Hubo un momento en el que los españoles mostramos
al mundo un sincero deseo de reconciliación, remando casi todos juntos en la
misma dirección, puesta la mirada en el puerto que históricamente, nosotros
mismos, siempre nos habíamos negado. Fue durante la transición, gracias a que
la nave estuvo comandada por ese gran capitán que fue Adolfo Suárez, un hombre
cuyo empeño se centró en cerrar las heridas causadas por una y otra parte, y
que durante tanto tiempo hacía que sangraban. Era el paso previo para construir
la senda de la democracia que habría de conducirnos al encuentro de un nuevo horizonte
a todos los españoles. Un destino en el que el principal protagonista sería el
pueblo, que bajo ningún concepto quería volver a vivir el enfrentamiento entre
hermanos.
Un capitán, que cuando los egoísmos personales
y políticos hicieron su aparición, y comprendió que ya no podía seguir
sirviendo a su país, tuvo la conciencia y la decencia de dimitir, dejando una
herencia, que a pesar de las ambiciones electoralistas de los partidos, nos ha
permitido vivir el periodo más largo de paz y prosperidad de nuestra existencia.
Por el delirio de unos y el temblor de otros,
todos somos conscientes de que España está sufriendo la más grave crisis
política, social y económica desde que se aprobó la Constitución de 1978.
Los partidos políticos constituyen el
instrumento imprescindible de un Estado democrático. La justificación de su
existencia se basa en la transición desde la tolerancia con el disidente a la
aceptación de la diversidad plural en que se organiza la sociedad. Sin ellos no
existiría lo que habitualmente se entiende por democracia en el mundo
occidental, y es un hecho incuestionable que cualquier sistema de partidos
políticos depende a la vez de la sociedad que lo crea y del sistema electoral
que lo hace posible.
Pero ¿Qué son hoy los partidos?
¿Esas organizaciones que dicen defender la
libertad y sin embargo constituyen una dictadura en las que la lealtad al líder
llega a la absoluta inmolación?
¿Esas
estructuras que dicen defender la democracia y en las que se ejerce un
implacable totalitarismo?
¿Esas agencias de colocación de sus apegados que
se financian con dinero arrancado de nuestros bolsillos cuando no delictivo?

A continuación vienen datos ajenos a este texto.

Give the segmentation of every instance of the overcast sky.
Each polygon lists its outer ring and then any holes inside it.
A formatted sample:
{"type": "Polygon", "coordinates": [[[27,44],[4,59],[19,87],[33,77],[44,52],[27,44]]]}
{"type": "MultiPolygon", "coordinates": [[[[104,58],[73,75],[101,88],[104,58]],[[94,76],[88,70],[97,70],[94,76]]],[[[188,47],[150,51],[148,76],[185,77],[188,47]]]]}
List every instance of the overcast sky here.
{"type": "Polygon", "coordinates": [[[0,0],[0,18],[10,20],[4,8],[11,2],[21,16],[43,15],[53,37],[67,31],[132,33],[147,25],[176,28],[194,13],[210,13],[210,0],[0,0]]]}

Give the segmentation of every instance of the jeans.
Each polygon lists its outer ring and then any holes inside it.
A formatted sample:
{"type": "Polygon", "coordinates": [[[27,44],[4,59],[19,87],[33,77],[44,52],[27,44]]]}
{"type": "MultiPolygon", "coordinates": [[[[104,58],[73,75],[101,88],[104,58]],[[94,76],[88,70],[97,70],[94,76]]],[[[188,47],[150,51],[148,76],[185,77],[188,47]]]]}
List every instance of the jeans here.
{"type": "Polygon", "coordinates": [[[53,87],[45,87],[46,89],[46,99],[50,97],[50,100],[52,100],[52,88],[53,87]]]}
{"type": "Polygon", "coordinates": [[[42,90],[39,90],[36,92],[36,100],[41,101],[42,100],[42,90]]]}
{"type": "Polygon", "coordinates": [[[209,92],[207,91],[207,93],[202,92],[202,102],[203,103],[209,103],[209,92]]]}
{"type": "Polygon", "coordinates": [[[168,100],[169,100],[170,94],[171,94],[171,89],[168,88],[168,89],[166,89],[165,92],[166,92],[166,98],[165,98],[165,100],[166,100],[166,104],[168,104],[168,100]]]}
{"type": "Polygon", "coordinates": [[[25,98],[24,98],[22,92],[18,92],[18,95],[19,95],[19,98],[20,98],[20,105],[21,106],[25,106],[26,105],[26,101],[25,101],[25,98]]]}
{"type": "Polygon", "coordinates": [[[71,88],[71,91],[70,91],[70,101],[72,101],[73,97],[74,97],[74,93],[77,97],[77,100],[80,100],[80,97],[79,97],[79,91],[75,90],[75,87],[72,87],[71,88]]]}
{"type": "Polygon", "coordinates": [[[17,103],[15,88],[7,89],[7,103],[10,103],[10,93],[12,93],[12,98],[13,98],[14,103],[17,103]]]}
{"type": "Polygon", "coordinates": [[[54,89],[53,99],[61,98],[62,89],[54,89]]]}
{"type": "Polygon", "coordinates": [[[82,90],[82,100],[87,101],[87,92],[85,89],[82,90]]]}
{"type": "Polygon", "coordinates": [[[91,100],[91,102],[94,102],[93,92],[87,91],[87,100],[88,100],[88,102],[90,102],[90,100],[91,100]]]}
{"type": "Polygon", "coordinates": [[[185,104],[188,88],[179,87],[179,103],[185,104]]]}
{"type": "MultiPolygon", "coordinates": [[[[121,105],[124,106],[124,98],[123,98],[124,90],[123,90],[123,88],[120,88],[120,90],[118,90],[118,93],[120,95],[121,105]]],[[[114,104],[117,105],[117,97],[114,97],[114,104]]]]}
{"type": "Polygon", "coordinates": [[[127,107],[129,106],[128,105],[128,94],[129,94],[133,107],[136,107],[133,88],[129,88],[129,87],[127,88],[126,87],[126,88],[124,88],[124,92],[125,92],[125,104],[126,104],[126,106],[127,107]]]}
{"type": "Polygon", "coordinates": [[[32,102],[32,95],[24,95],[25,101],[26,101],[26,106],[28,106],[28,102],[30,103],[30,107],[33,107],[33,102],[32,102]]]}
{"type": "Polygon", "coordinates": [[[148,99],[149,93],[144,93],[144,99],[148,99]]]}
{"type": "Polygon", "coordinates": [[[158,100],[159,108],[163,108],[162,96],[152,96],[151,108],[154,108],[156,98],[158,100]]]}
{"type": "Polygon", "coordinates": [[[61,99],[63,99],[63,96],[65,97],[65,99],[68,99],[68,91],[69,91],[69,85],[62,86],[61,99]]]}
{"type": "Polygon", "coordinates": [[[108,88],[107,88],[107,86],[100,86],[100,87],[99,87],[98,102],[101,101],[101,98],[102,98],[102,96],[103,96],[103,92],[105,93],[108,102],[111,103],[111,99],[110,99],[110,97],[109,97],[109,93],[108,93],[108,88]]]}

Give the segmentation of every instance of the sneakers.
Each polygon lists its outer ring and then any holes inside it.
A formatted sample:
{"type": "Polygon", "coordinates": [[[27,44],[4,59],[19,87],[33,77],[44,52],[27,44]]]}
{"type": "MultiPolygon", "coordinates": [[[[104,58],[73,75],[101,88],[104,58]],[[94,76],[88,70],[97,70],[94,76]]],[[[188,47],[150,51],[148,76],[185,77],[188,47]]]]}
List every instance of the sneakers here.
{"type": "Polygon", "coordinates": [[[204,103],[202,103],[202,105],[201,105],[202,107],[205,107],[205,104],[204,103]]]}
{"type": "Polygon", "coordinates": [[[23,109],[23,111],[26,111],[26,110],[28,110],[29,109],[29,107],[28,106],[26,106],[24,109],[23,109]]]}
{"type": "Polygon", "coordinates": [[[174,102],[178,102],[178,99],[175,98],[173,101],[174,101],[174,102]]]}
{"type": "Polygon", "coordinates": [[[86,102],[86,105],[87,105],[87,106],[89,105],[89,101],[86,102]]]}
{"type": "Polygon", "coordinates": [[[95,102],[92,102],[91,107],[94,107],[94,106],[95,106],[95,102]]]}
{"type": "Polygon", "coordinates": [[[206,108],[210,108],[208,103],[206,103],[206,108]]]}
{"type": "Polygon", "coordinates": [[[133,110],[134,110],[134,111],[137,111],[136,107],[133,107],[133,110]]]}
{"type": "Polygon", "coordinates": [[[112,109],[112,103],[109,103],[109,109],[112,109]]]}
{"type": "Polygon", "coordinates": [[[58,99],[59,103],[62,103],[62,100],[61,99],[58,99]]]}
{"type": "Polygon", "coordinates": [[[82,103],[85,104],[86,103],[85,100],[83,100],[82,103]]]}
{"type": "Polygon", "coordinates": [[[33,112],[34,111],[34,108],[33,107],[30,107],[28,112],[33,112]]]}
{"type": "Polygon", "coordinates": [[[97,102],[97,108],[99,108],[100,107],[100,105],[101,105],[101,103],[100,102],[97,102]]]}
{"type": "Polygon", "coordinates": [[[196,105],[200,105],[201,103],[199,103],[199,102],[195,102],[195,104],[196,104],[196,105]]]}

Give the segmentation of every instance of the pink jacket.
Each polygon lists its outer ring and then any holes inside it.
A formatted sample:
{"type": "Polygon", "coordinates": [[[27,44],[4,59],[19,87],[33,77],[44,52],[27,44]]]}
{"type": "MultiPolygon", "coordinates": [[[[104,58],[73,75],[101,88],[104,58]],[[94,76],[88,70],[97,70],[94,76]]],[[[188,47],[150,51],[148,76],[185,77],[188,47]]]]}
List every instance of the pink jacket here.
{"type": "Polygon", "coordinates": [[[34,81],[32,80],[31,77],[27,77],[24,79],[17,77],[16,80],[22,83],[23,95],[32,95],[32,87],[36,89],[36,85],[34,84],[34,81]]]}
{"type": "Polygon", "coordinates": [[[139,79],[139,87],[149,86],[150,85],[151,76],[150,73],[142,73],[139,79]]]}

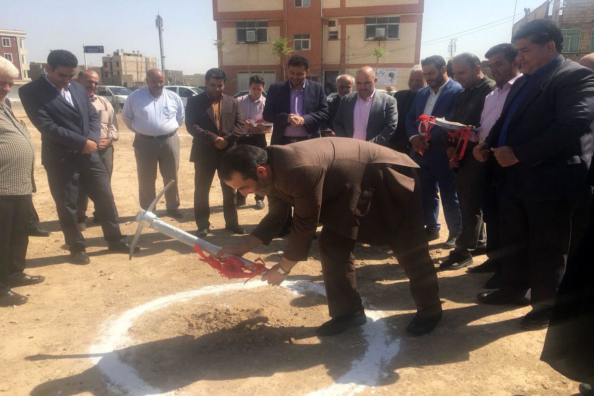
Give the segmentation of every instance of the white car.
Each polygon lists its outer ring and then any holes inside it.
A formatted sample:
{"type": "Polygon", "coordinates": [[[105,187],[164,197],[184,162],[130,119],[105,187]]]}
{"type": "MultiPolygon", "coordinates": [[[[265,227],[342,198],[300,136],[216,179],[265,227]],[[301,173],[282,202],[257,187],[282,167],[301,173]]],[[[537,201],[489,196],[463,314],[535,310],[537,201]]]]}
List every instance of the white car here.
{"type": "Polygon", "coordinates": [[[188,104],[188,98],[204,92],[200,88],[188,87],[187,85],[165,85],[165,88],[179,95],[179,97],[182,99],[182,102],[184,102],[184,107],[188,104]]]}
{"type": "Polygon", "coordinates": [[[115,85],[99,85],[97,87],[97,95],[103,96],[106,99],[109,103],[111,103],[115,97],[119,103],[120,109],[124,107],[124,104],[126,103],[128,96],[132,93],[132,91],[125,87],[116,87],[115,85]]]}

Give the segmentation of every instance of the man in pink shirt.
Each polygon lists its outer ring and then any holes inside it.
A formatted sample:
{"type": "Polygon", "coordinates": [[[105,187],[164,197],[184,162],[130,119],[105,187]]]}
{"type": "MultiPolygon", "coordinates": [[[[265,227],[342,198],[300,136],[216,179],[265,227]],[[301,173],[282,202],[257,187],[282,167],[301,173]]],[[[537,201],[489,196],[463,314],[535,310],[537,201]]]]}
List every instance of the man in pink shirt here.
{"type": "Polygon", "coordinates": [[[375,90],[375,72],[368,66],[357,71],[355,81],[357,91],[340,100],[334,122],[336,136],[389,147],[398,124],[396,100],[375,90]]]}
{"type": "MultiPolygon", "coordinates": [[[[493,90],[485,98],[485,106],[481,115],[481,126],[470,137],[471,140],[479,145],[473,150],[473,154],[480,160],[482,144],[491,128],[495,125],[503,110],[505,99],[511,85],[522,74],[518,70],[516,61],[517,50],[513,44],[498,44],[491,48],[485,57],[488,59],[489,67],[495,80],[493,90]]],[[[487,167],[489,165],[487,164],[487,167]]],[[[482,197],[481,205],[483,220],[486,224],[486,255],[485,262],[468,269],[469,273],[495,271],[495,274],[485,284],[487,289],[497,289],[501,284],[503,258],[501,256],[499,227],[499,210],[497,202],[497,190],[494,182],[489,177],[488,168],[485,170],[481,186],[482,197]]]]}

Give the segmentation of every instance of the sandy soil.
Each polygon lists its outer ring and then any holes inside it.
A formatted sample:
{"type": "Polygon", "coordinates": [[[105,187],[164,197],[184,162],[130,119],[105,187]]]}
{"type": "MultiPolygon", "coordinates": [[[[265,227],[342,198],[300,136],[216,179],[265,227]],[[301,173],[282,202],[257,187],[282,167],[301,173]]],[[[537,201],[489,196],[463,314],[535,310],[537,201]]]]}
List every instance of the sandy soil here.
{"type": "MultiPolygon", "coordinates": [[[[22,108],[15,113],[26,120],[22,108]]],[[[37,152],[37,192],[33,196],[46,238],[31,237],[27,273],[40,274],[41,284],[15,291],[29,296],[23,306],[0,310],[0,394],[39,396],[120,394],[90,360],[103,324],[122,312],[158,297],[208,285],[230,282],[197,259],[191,249],[152,230],[141,237],[141,252],[131,261],[107,250],[100,227],[87,221],[84,232],[91,263],[66,262],[64,246],[47,179],[39,164],[40,135],[30,126],[37,152]]],[[[115,144],[112,187],[122,232],[132,235],[138,210],[133,135],[125,129],[115,144]]],[[[181,209],[178,221],[163,219],[184,230],[195,229],[192,207],[193,175],[187,161],[191,138],[181,135],[179,169],[181,209]]],[[[157,180],[157,189],[162,182],[157,180]]],[[[248,198],[248,204],[254,203],[248,198]]],[[[213,235],[217,244],[232,239],[224,229],[220,188],[213,183],[211,204],[213,235]]],[[[92,216],[92,205],[89,216],[92,216]]],[[[157,215],[163,216],[159,204],[157,215]]],[[[239,211],[242,224],[253,229],[266,213],[252,206],[239,211]]],[[[447,254],[432,242],[438,264],[447,254]]],[[[270,266],[284,242],[276,240],[248,257],[261,256],[270,266]]],[[[321,280],[314,241],[307,262],[290,278],[321,280]]],[[[405,274],[387,249],[358,246],[359,289],[369,311],[381,310],[388,337],[400,339],[397,354],[384,362],[376,387],[360,394],[390,395],[571,395],[577,384],[539,360],[545,331],[523,331],[519,318],[527,308],[485,306],[476,294],[489,274],[463,270],[439,274],[444,318],[432,334],[419,338],[404,329],[414,306],[405,274]]],[[[479,263],[485,256],[475,258],[479,263]]],[[[252,282],[259,281],[251,281],[252,282]]],[[[128,331],[127,346],[116,356],[145,383],[175,394],[300,395],[331,385],[363,356],[368,344],[361,328],[331,338],[315,337],[315,328],[327,319],[325,299],[283,288],[263,287],[176,302],[146,313],[128,331]],[[178,390],[179,389],[179,390],[178,390]]]]}

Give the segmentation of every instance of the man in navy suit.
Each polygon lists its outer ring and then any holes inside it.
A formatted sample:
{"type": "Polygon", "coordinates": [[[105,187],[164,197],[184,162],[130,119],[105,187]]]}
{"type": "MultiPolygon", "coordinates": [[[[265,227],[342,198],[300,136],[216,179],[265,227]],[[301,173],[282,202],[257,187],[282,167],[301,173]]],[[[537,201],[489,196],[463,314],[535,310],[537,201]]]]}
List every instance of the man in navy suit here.
{"type": "MultiPolygon", "coordinates": [[[[262,116],[274,123],[270,144],[289,144],[320,137],[320,124],[328,120],[328,103],[324,87],[307,80],[309,61],[295,55],[287,62],[289,80],[274,83],[268,89],[262,116]]],[[[290,209],[279,236],[289,233],[290,209]]]]}
{"type": "Polygon", "coordinates": [[[457,94],[463,88],[448,77],[446,60],[434,55],[421,62],[428,87],[419,90],[412,107],[406,116],[406,133],[414,153],[413,159],[419,164],[423,199],[423,216],[425,218],[427,239],[433,240],[440,237],[440,198],[444,207],[444,215],[450,232],[444,246],[456,246],[456,240],[462,230],[462,220],[456,193],[454,172],[450,169],[449,160],[446,154],[448,145],[447,133],[441,128],[434,127],[431,131],[431,140],[425,141],[419,132],[416,121],[422,114],[437,118],[445,118],[450,114],[457,94]],[[422,151],[422,154],[419,153],[422,151]]]}
{"type": "Polygon", "coordinates": [[[72,53],[52,51],[48,74],[23,85],[18,94],[29,119],[41,132],[42,164],[69,246],[69,261],[88,264],[77,223],[79,183],[95,204],[109,250],[127,252],[130,245],[120,231],[109,176],[97,153],[99,116],[83,86],[71,83],[78,65],[72,53]]]}

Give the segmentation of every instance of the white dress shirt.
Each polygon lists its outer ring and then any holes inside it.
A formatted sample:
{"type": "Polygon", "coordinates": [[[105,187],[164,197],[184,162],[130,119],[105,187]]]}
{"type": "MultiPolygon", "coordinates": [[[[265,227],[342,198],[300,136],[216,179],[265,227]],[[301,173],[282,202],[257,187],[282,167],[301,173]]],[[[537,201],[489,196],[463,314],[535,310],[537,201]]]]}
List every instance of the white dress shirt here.
{"type": "Polygon", "coordinates": [[[185,115],[184,103],[176,93],[163,89],[155,98],[148,87],[132,92],[122,110],[122,120],[128,128],[148,136],[175,132],[184,123],[185,115]]]}

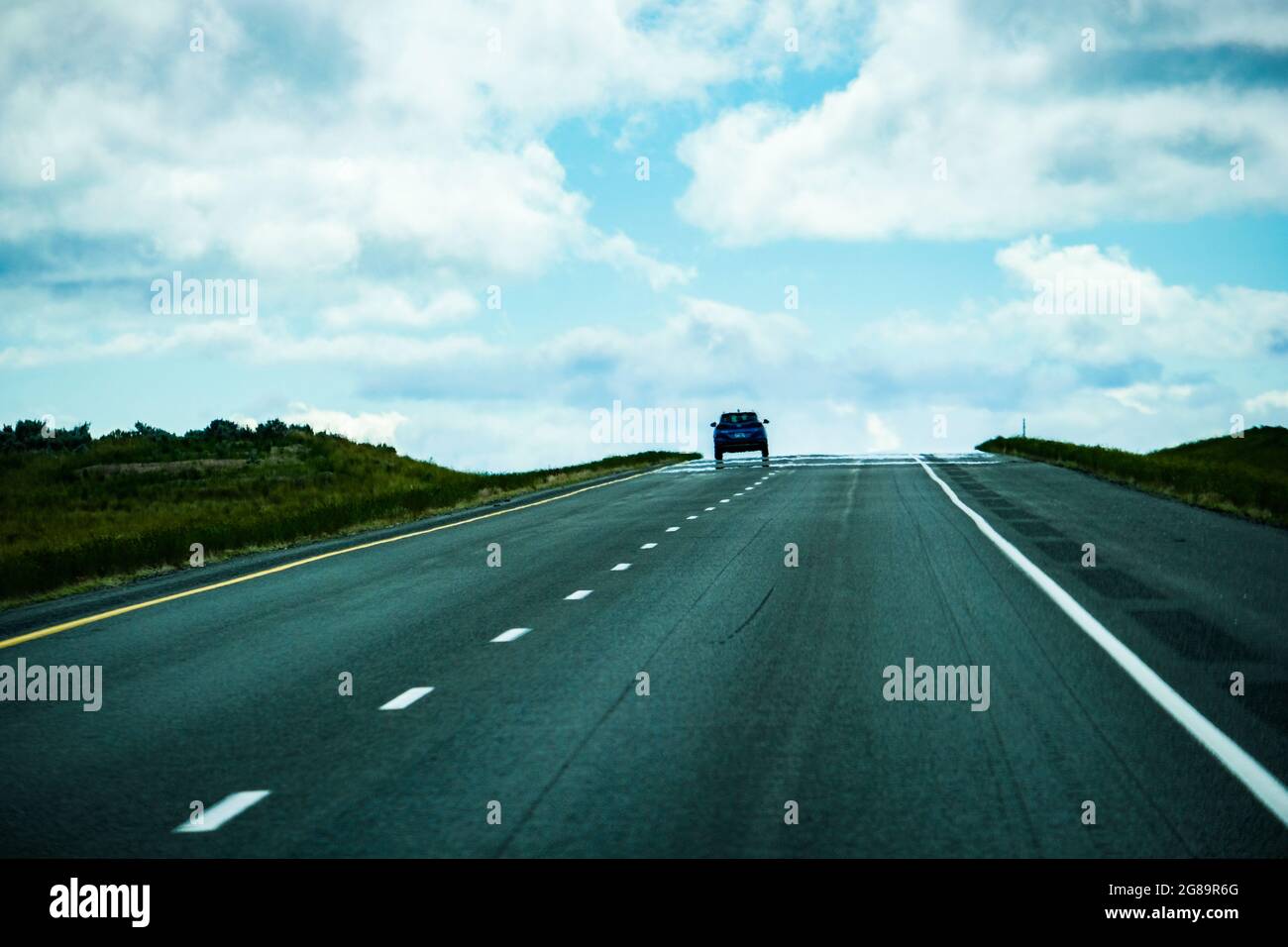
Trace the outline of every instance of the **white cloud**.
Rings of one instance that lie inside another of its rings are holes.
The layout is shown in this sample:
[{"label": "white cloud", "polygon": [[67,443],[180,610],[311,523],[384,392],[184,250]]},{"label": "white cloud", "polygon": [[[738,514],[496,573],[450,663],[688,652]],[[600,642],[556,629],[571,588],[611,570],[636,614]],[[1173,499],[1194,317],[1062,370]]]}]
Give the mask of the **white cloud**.
[{"label": "white cloud", "polygon": [[1248,398],[1243,406],[1256,414],[1269,414],[1274,408],[1288,410],[1288,390],[1262,392],[1255,398]]},{"label": "white cloud", "polygon": [[350,415],[345,411],[313,407],[303,402],[291,405],[282,415],[287,424],[308,424],[313,430],[343,434],[350,441],[372,445],[394,445],[398,426],[407,419],[397,411]]},{"label": "white cloud", "polygon": [[374,285],[363,287],[353,301],[323,309],[322,321],[332,329],[375,325],[430,329],[462,322],[478,311],[479,301],[464,290],[447,290],[417,305],[393,286]]},{"label": "white cloud", "polygon": [[[1288,207],[1288,179],[1271,171],[1288,164],[1280,89],[1106,88],[1095,80],[1104,57],[1126,52],[1114,44],[1132,43],[1130,18],[1097,10],[1105,49],[1083,53],[1081,14],[1011,13],[999,30],[989,4],[880,4],[871,54],[845,89],[801,112],[747,104],[681,140],[693,182],[680,213],[750,245],[996,238]],[[1257,22],[1283,33],[1288,10]],[[1229,175],[1234,156],[1242,182]]]},{"label": "white cloud", "polygon": [[880,454],[899,448],[902,443],[899,435],[890,429],[890,425],[881,420],[880,415],[869,411],[864,420],[864,426],[868,432],[867,450]]}]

¿Esas asociaciones de intereses enroscadas
sobre sí mismas, que se jalean y bailan solas?
¿Esos grupos que para hacerse una publicidad,
agotadora y burda, ante nosotros mismos en el periodo de elecciones,
despilfarran el dinero que no tienen viéndose en la necesidad de rebañar la
salsa del guiso con la que se manchan
los bolsillos?
¿Esos colectivos carentes de cualquier idea
que no sea la de ganar las elecciones, para situarse y situar a su ávida
parroquia?
¿Esas camarillas en las que dos o tres mandan
y los demás obedecen ciegamente porque el que disienta no será incluido en las
listas?
Ya se sabe: “El que se mueva no sale en la
foto”
Nuestra gran paradoja es que tenemos problemas
de gran altura, creados por políticos muy bajitos, rechonchos y repolludos,
incapacitados para generar el menor entusiasmo a los ciudadanos. Son gnomos de
la política preocupados únicamente de asegurar su permanencia en el poder en
vez de trabajar por la felicidad y el bienestar del país al que dicen servir.
Son confusas sombras grises, ambiguas, equívocas, que nos impiden vivir la vida
con la intensa ilusión que debe ser vivida, porque es lo más hermoso que tiene
el ser humano en su presente.
Lo peor de todo, es que no nos podemos
desprender de ellas. Son como un sello pegado al culo de todos los españoles.